Some of that difference is okay with me. Actually, a lot of that difference is okay with me, and more than okay. My therapist and I have been talking about something called post-traumatic growth: for some people with PTSD or post-traumatic symptoms (I have the latter, I don’t know if I have the former), we can make meaning out of our trauma by making it a learning experience. I know that I’m a more compassionate person than I was before this last depression. I have more understanding of how life circumstances can fuck with people; more patience with people who don’t respond to trauma or illness with plucky, buoyant courage. I’m quieter, a better listener. I’m a different person than I was, and mostly I think I’m a better person.
But some of that difference is not okay with me. To make an analogy with non-mental illness or injury: Sometimes, we get sick or injured, and it takes a while to get better, but once we’re better we’re every bit as healthy as we were before. And sometimes, illness or injury takes a toll: we’re always weaker in that broken leg, our digestion is always somewhat delicate, our energy never quite returns to where it was before. I think mental illness may be the same. I don’t know if it will be for me. I don’t yet know if I’m always going to be a little more susceptible to low moods, brain fogs, lack of focus, loss of motivation, irritation, exhaustion. I think I probably am. I am for now.
I am also angry, and sad. Not at anyone in particular: intransitive anger can be just as much of a bugger as intransitive gratitude. These last three and a half years should have been some of the best years of my life. They were the years when my writing career finally took off and became what I’d worked towards for decades. During Armageddon, I published three books and started a fourth; I co-founded a local atheist organization; I co-launched a business. These should have been golden years, and I spent them in a fog at best and a black hole at worst.

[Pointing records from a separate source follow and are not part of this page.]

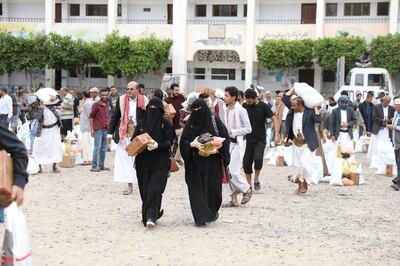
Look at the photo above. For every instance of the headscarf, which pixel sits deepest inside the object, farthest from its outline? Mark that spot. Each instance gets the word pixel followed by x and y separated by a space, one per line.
pixel 343 102
pixel 154 118
pixel 201 120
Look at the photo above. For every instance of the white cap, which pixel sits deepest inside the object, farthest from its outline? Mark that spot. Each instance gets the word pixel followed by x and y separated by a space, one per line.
pixel 94 89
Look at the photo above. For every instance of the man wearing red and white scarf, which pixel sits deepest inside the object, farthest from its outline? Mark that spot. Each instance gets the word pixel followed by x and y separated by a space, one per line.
pixel 129 107
pixel 238 125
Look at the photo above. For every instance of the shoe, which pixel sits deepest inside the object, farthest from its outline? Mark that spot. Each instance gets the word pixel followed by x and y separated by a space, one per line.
pixel 95 169
pixel 247 196
pixel 150 224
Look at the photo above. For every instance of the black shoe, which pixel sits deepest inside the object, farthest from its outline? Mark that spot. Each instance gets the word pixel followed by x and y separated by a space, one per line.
pixel 95 169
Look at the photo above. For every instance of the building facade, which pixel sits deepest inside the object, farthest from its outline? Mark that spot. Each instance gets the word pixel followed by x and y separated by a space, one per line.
pixel 214 42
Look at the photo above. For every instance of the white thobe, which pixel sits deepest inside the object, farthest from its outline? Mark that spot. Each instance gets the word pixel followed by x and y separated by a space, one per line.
pixel 344 138
pixel 303 157
pixel 239 124
pixel 124 165
pixel 47 148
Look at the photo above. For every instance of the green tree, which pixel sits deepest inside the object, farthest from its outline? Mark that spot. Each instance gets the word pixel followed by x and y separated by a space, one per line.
pixel 285 54
pixel 119 55
pixel 386 52
pixel 32 54
pixel 328 50
pixel 8 52
pixel 72 55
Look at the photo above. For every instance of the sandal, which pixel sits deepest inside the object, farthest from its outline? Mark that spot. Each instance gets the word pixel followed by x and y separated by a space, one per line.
pixel 127 192
pixel 230 205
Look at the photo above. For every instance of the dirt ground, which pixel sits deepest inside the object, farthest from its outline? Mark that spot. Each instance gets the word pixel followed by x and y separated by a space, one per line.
pixel 81 218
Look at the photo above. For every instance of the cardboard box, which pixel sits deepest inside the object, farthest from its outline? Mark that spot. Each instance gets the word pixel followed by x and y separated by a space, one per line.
pixel 355 177
pixel 138 144
pixel 6 178
pixel 68 160
pixel 389 170
pixel 280 161
pixel 170 111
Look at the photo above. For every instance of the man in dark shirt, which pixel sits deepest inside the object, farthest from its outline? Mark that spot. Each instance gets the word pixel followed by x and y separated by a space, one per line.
pixel 176 99
pixel 12 145
pixel 258 112
pixel 99 122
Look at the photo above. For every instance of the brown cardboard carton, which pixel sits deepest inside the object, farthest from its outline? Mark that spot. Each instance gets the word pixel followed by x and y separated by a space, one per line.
pixel 6 178
pixel 389 170
pixel 280 161
pixel 68 160
pixel 138 144
pixel 355 177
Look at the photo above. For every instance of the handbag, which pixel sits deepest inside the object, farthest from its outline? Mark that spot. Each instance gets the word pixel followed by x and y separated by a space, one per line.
pixel 173 165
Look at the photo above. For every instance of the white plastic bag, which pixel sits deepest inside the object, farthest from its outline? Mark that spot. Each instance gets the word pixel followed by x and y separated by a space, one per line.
pixel 318 170
pixel 337 172
pixel 311 96
pixel 33 166
pixel 16 246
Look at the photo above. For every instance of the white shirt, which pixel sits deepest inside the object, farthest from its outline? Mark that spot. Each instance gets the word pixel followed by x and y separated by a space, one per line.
pixel 132 110
pixel 6 106
pixel 385 112
pixel 298 123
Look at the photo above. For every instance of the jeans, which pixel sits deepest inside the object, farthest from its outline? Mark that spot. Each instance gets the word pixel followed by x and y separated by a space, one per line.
pixel 254 153
pixel 100 148
pixel 3 120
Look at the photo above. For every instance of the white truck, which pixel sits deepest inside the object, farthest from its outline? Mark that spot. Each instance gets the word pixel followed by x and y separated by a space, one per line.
pixel 364 80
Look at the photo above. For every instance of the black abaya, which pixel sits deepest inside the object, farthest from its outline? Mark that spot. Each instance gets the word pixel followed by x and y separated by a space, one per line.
pixel 152 166
pixel 203 175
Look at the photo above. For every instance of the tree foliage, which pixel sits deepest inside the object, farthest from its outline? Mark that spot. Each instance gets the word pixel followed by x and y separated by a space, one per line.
pixel 131 58
pixel 285 54
pixel 386 52
pixel 328 50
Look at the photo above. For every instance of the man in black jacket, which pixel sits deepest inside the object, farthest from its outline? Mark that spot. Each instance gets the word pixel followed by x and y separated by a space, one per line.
pixel 342 122
pixel 12 145
pixel 300 124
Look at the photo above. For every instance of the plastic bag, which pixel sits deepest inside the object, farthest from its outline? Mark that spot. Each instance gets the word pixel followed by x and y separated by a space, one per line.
pixel 311 96
pixel 33 166
pixel 16 246
pixel 336 174
pixel 318 170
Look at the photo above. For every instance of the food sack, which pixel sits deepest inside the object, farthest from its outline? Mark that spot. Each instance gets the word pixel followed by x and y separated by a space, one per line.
pixel 312 98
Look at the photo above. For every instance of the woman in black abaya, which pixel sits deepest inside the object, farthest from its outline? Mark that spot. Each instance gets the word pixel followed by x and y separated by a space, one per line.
pixel 152 165
pixel 204 175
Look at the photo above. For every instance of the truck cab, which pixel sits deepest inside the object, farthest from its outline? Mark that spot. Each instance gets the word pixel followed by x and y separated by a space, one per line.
pixel 364 80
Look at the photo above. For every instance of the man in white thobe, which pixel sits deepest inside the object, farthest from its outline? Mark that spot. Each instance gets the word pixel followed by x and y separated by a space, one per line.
pixel 129 109
pixel 238 125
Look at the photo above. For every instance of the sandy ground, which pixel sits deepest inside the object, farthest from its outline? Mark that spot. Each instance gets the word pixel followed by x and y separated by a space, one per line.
pixel 81 218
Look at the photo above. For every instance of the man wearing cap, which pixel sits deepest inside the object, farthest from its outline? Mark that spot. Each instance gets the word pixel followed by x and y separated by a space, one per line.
pixel 395 126
pixel 342 121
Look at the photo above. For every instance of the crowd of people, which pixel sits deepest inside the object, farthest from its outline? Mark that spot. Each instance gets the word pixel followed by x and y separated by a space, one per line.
pixel 240 119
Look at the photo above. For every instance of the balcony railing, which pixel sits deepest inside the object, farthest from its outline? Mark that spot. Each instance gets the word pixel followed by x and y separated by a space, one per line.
pixel 40 20
pixel 85 20
pixel 142 21
pixel 217 21
pixel 278 21
pixel 355 20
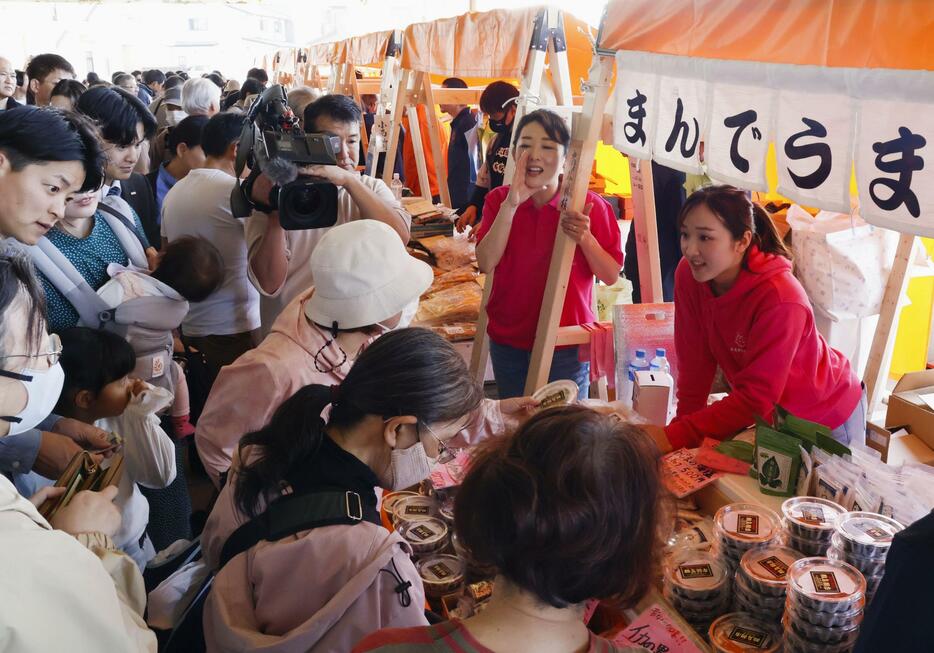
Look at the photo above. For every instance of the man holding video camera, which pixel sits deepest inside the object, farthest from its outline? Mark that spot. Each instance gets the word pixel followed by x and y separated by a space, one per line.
pixel 278 257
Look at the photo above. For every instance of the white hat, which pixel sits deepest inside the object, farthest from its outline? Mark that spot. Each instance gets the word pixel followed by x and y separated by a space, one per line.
pixel 363 275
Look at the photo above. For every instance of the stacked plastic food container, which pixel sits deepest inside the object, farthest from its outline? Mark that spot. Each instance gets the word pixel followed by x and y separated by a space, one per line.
pixel 422 521
pixel 739 631
pixel 809 524
pixel 824 607
pixel 863 540
pixel 760 584
pixel 697 584
pixel 739 527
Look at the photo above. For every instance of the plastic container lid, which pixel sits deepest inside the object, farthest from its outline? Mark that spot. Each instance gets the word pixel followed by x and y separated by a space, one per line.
pixel 739 631
pixel 768 565
pixel 557 393
pixel 428 534
pixel 867 529
pixel 823 580
pixel 695 571
pixel 812 513
pixel 415 508
pixel 747 523
pixel 441 573
pixel 391 500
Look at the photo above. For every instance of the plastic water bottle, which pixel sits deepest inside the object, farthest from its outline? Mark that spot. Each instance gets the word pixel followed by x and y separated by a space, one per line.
pixel 660 363
pixel 396 186
pixel 638 362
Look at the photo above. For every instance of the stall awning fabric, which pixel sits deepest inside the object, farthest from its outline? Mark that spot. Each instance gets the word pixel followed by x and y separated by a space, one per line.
pixel 365 50
pixel 835 85
pixel 487 45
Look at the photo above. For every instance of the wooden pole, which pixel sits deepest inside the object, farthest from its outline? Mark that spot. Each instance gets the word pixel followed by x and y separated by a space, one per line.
pixel 646 226
pixel 434 138
pixel 580 156
pixel 883 341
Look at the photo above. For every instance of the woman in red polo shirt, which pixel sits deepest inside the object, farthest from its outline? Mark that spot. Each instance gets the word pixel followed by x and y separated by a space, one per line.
pixel 516 238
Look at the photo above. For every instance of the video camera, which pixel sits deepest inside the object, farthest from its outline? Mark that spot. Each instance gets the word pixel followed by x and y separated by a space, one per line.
pixel 272 142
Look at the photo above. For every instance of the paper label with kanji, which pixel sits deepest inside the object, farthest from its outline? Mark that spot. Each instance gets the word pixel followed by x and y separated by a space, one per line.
pixel 656 630
pixel 683 475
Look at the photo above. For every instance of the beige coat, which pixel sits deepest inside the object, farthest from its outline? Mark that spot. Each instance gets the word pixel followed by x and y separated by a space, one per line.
pixel 61 593
pixel 321 590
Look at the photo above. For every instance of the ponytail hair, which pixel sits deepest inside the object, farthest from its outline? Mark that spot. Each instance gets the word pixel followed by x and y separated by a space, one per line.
pixel 739 215
pixel 406 372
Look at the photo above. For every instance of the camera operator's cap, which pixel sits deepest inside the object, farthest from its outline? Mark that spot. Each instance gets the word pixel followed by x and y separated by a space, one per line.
pixel 363 275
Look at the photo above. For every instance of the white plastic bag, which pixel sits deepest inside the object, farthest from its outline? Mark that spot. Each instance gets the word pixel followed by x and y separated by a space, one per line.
pixel 842 262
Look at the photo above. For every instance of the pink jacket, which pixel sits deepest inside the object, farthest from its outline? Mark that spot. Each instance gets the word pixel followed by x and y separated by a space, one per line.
pixel 320 590
pixel 246 393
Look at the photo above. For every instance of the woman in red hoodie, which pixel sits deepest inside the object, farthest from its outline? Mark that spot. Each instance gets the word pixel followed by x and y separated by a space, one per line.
pixel 738 306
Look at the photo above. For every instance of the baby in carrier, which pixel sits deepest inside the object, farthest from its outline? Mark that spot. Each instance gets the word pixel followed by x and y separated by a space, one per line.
pixel 148 307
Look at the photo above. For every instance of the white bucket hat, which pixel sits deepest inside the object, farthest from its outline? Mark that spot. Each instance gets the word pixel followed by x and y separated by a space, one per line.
pixel 363 275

I’m starting to cry right now, writing those words. That is really hard to accept. These should have been some of the best years of my life, they were unique and hugely important years in my life, and I am never going to get them back. I don’t know what to do with that, except grieve.
And I’m not sure what to do with my newly-found, newly-accepted identity as a person with disabling mental illness. I don’t know what to do with the mental illness community that has meant so much to me, that has helped me craft some goddamn meaning out of this shitstorm, that has given me so much support when I was crawling out of a black hole and trying to stabilize the balance beam I’d built over it. Do I still get to call myself depressed? Is that appropriative? And what does it mean to have chronic episodic depression and not be in the middle of an episode? In two years, what will it mean to be someone with chronic episodic depression who (hopefully) hasn’t had an episode in two years? I don’t know yet. I’m pretty much going to have to make it up.

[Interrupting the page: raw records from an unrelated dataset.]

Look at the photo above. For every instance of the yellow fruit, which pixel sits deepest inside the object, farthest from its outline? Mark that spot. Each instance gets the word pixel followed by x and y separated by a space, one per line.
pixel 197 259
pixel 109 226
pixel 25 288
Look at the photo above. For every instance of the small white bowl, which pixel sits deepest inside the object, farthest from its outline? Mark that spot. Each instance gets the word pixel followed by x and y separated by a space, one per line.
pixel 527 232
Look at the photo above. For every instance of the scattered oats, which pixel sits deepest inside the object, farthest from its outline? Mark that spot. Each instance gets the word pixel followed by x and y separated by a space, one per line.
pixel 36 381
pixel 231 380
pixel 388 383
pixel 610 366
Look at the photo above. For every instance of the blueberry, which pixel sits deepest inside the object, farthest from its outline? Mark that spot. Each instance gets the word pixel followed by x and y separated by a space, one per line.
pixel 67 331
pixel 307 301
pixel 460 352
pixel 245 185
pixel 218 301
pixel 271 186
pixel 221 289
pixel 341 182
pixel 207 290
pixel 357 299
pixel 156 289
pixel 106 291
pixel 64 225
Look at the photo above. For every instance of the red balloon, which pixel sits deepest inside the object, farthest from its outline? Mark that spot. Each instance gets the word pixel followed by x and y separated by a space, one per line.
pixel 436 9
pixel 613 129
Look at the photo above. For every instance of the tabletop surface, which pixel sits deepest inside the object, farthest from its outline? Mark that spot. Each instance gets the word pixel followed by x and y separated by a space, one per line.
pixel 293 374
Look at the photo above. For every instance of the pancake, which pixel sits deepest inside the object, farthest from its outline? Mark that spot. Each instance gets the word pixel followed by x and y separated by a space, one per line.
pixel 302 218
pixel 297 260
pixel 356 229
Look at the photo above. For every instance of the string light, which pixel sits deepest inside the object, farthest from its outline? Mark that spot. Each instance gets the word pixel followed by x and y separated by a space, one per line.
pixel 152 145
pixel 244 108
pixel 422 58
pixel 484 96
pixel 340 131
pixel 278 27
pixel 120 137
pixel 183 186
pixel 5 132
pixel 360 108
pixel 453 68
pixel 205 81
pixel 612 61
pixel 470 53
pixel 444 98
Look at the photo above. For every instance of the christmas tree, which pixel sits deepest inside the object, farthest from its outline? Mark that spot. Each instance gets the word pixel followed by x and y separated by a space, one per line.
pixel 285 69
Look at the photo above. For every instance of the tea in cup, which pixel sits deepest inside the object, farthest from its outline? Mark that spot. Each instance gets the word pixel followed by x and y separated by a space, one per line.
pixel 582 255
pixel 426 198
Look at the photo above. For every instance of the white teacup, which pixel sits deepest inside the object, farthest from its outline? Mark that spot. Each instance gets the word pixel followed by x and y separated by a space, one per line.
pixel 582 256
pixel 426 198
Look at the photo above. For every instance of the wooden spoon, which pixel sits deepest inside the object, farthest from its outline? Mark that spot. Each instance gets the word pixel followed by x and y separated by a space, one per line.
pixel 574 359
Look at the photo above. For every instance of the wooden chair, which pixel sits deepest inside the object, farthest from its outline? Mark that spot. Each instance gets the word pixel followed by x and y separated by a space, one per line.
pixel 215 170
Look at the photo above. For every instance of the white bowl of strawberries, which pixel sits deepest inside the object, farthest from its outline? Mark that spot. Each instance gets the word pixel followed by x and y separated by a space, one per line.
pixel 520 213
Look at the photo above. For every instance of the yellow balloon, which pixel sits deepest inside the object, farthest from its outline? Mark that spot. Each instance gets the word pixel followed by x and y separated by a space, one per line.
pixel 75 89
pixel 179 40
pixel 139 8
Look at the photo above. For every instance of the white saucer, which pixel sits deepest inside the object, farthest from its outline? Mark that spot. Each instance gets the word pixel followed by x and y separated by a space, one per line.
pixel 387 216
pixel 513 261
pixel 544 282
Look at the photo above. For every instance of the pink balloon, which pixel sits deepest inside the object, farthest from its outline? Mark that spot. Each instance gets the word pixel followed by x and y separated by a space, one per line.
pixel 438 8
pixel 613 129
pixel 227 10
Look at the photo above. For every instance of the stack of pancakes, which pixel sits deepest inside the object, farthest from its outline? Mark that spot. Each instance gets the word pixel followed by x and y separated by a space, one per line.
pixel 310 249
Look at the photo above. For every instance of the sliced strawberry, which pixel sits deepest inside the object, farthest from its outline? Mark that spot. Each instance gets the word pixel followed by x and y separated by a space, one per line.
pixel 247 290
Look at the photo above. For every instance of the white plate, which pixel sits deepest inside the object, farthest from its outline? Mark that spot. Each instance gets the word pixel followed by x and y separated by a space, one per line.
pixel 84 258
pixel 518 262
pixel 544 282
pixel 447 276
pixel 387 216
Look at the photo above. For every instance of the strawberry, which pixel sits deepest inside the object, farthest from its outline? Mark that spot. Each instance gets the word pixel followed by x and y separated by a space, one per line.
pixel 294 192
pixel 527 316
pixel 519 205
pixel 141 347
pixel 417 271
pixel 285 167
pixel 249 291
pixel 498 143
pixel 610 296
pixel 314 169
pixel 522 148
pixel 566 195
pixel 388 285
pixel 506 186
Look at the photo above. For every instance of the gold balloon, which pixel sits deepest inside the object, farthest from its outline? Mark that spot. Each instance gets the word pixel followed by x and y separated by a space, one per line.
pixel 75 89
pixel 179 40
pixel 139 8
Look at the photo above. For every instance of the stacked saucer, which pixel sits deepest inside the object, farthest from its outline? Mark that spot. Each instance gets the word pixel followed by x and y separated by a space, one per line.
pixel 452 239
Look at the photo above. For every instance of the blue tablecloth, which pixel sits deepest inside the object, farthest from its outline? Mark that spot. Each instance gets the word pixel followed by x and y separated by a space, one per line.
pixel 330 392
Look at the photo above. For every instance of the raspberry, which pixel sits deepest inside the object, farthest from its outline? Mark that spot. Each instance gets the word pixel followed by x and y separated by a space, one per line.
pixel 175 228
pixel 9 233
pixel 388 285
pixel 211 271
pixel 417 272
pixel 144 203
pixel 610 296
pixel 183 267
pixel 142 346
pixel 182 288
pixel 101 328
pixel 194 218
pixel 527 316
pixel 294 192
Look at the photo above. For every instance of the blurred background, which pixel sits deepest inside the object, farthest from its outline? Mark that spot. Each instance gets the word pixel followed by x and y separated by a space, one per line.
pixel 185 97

I realize that it seems like I’m complaining about a good thing. I’m not. I’m getting better, and I’m happy about that. I know how lucky I am. I’m not complaining, except for the parts where I am. I’m just trying to figure this out.
Comment policy: If you yourself have depression or other mental illness, I welcome suggestions and perspectives on managing it as a chronic lifelong illness — but please frame them as what works for you, not as prescriptions for me or anyone else. If you don’t have mental illness, please don’t give advice of any kind. Thanks.